From French nitrogène (coined by Jean-Antoine Chaptal), corresponding to nitro- + -gen. See niter.
It’s shocking that I didn’t think of ‘niter’ while trying to figure this out, sure; however, if you’re anything like me, this sentence asks more questions than it answers.
Contrary to what may be implied by the presentation of this coinage, Chaptal did not derive the term ’nitrogene gas’ directly from an association with niter, but from the existing terminology of nitric acid, nitrates, nitrites, &c.:4
“[…] Nothing more is necessary than to substitute to [Azotic Gas] a denomination which is derived from the general system of use: and I have presumed to propose that of Nitrogene Gas. In the first place, it is deduced from the exclusive and [characteristic] property of the gas, which forms the radical of the [nitric] acid.”5
Which, of course, necessitates that the etymology of the prefix nitro- predates this assertion. Any hopes of an easy explanation by way of Wiktionary are quickly dashed as it lacks any meaningful etymological sections for nitric acid, nitrate,6 nitrite, and there is only the relevant Ancient Greek root of nítron (νίτρον) given for nitro- itself.
Chaptal makes a point in his proposition that he is merely righting a wrong within the contemporary nomenclature, of course, so perhaps the source of that very nomenclature would elucidate the matter. That was my optimistic belief, anyway.
Antoine-Laurent de Lavoisier was a chemist of some renown who, along with Louis-Bernard Guyton de Morveau, Claude-Louis Berthollet, and Antoine François de Fourcroy, submitted Method of Chymical Nomenclature (Méthode de Nomenclature Chimique) to the French Academy of Sciences in April 1787.7 This seemed as good a place as any to further my investigations as the foundation of the nomenclature. It is also the origin of the name ‘azote’ (and ‘azotic gas’) which Chaptal sought to supplant:8
“The denomination of phlogisticated air has been abandoned by the greater number of chymists; who thought that it expressed more than it ought, even a long time before it was known to express an error. […] It was not possible by a single word to express the double property of forming the radical of a certain acid, and assisting in the production of an alkali […] we thought it were the better way to derive the denomination from its other property […] not to maintain the existence of animals, to be really non-vital; […] therefore we have denominated it azot from the Greek privative α and ζωή life.”9
The “certain acid” here refers to nitrous acid, which clarifies that the name ‘nitrogen’ was deliberately eschewed at this point. More presciently, as is later stated with its listing among examples for which they “had much less to do in reducing their appellations to our systematical rules,”10 nitrous acid had been so dubbed prior to this work.
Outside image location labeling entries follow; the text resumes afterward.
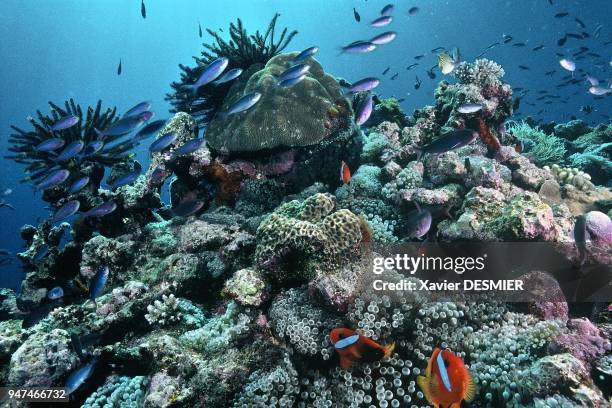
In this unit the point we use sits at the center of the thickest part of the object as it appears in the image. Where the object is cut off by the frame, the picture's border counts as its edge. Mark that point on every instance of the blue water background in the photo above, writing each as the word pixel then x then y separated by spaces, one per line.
pixel 52 50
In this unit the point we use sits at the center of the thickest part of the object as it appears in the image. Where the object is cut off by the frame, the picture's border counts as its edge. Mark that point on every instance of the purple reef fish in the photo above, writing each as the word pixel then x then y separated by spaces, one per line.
pixel 210 73
pixel 101 210
pixel 189 147
pixel 126 179
pixel 50 145
pixel 308 52
pixel 366 84
pixel 364 110
pixel 242 104
pixel 138 109
pixel 228 76
pixel 358 47
pixel 93 147
pixel 78 185
pixel 188 207
pixel 54 179
pixel 65 123
pixel 66 210
pixel 449 141
pixel 384 38
pixel 70 151
pixel 162 142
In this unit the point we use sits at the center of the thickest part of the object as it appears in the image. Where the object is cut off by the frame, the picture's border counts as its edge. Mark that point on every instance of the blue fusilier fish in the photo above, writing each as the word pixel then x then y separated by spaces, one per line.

There are some remaining gains, however, in that ‘nitric acid,’ ‘nitrate,’ and ‘nitrite’ are coined herein.11 ‘Nitric acid’ is described as a more oxygen saturated form of nitrous acid; ‘nitrates’12 and ‘nitrites’13 then are salts formed by nitric and nitrous acid respectively.
Curiously, Lavoisier et al. maintained nitre as a synonym for the nitrate of potash (potassium nitrate) or saltpeter.14 This is so notable for the origin of ‘niter’ being in the term nitron, which typically denoted soda ash. Soda, as well as potash, were early subjects of Humphry Davy’s electrolysis experiments, leading him to isolate their bases as the metals which he gave names derived from their origins rather than properties: ‘sodium’ and ‘potassium.’15
To digress further, the chemical which was at the time of Lavoisier et al. referred to as ‘nitrous acid’ is now known to us as ‘nitric acid,’ and what they dubbed as ‘nitric acid’ is now ‘nitrogen dioxide.’16
So, who came up with the name ‘nitrous acid,’ if anyone? The term evidently spawned somewhere in the mid-17th century, as alchemy transmogrified into chemistry. Previously, the same chemical was termed either aqua fortis (lit. ‘strong water’) or spirit of nitre.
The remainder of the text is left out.